In the kitchen, at least, they found evidence that someone actually lived in this town-there was an unopened package of four pork chops floating in a bowl in the sink. The three women raised their heads from the sink and looked around, more wary than ever that this abnormally deserted town had been normal not so long ago, populated by normal people who took pork chops out to thaw for supper.
The bedroom and bath belonged to an older woman, filled with a lifetime of knickknacks, crocheted doilies, and bizarrely, an old stuffed animal propped carefully against the pillows on the bed. Grace imagined a carnival game fifty years past and an aging woman's memories of a lanky boy and better times. The pervasive, sickly-sweet smell of cheap perfume that's been in the bottle too long lingered in the stifling air.
Sharon sat on the bed and reached halfheartedly for the phone on the nightstand. She knew it wouldn't work. It was just something you did. "You heard them," she said, putting down the useless phone. "They're all dead. Everybody who lived in this town. The woman who lived in this house."
Grace and Annie just looked at her. Well, yes, that was probably true, but that didn't mean there was any reason to just blurt it out like that.
"And they're not soldiers. Our soldiers do not kill civilians. They do not shoot down people in the street."

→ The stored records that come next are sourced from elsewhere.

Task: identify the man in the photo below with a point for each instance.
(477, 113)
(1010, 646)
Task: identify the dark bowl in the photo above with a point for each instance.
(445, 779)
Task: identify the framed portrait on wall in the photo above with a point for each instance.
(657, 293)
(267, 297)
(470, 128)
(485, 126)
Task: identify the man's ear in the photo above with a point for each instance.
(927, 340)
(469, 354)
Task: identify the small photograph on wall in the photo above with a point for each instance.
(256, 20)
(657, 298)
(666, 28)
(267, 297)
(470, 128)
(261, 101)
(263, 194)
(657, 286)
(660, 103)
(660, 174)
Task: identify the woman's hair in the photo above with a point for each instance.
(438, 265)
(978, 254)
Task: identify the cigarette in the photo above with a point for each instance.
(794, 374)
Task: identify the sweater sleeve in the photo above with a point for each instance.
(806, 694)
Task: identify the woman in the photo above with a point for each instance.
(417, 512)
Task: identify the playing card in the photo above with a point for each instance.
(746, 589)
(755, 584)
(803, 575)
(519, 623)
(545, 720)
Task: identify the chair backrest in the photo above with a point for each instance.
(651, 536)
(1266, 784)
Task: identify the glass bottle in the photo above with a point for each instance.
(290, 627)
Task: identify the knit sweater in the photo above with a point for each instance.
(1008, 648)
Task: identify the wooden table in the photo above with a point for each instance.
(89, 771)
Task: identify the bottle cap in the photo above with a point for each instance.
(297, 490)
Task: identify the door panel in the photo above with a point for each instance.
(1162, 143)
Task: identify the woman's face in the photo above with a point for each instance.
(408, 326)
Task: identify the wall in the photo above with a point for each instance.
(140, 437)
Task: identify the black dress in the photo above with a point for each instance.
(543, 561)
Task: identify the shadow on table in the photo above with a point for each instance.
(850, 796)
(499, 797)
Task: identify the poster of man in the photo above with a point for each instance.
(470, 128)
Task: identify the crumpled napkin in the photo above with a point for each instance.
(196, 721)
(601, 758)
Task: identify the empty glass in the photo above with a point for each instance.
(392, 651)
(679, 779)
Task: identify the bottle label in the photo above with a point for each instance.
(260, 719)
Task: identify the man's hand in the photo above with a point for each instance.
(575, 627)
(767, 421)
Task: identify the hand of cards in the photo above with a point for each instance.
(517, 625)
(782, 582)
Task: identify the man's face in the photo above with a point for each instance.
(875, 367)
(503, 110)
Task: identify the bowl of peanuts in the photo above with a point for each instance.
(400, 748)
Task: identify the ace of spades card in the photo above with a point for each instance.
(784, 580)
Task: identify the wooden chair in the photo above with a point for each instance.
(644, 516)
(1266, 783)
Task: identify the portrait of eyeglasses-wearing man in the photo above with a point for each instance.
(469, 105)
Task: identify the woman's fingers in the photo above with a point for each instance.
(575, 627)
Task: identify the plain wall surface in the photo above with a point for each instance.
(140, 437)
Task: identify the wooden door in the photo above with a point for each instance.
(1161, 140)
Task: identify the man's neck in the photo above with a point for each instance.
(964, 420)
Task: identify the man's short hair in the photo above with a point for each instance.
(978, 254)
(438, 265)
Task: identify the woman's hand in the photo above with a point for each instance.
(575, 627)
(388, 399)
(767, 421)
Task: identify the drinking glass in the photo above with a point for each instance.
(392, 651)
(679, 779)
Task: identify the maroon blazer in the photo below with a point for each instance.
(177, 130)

Grace didn't think it was necessary to remind her that such unthinkable things had indeed happened, in this country and others. Sharon knew that as well as any American. But good soldiers and good cops had a bond and common purpose that Grace had never experienced. She'd been on the other side too long, glimpsing it only through Magozzi's eyes. And Annie didn't bother herself with such trifles, never trusted a man inside or outside of a uniform, as far as Grace knew.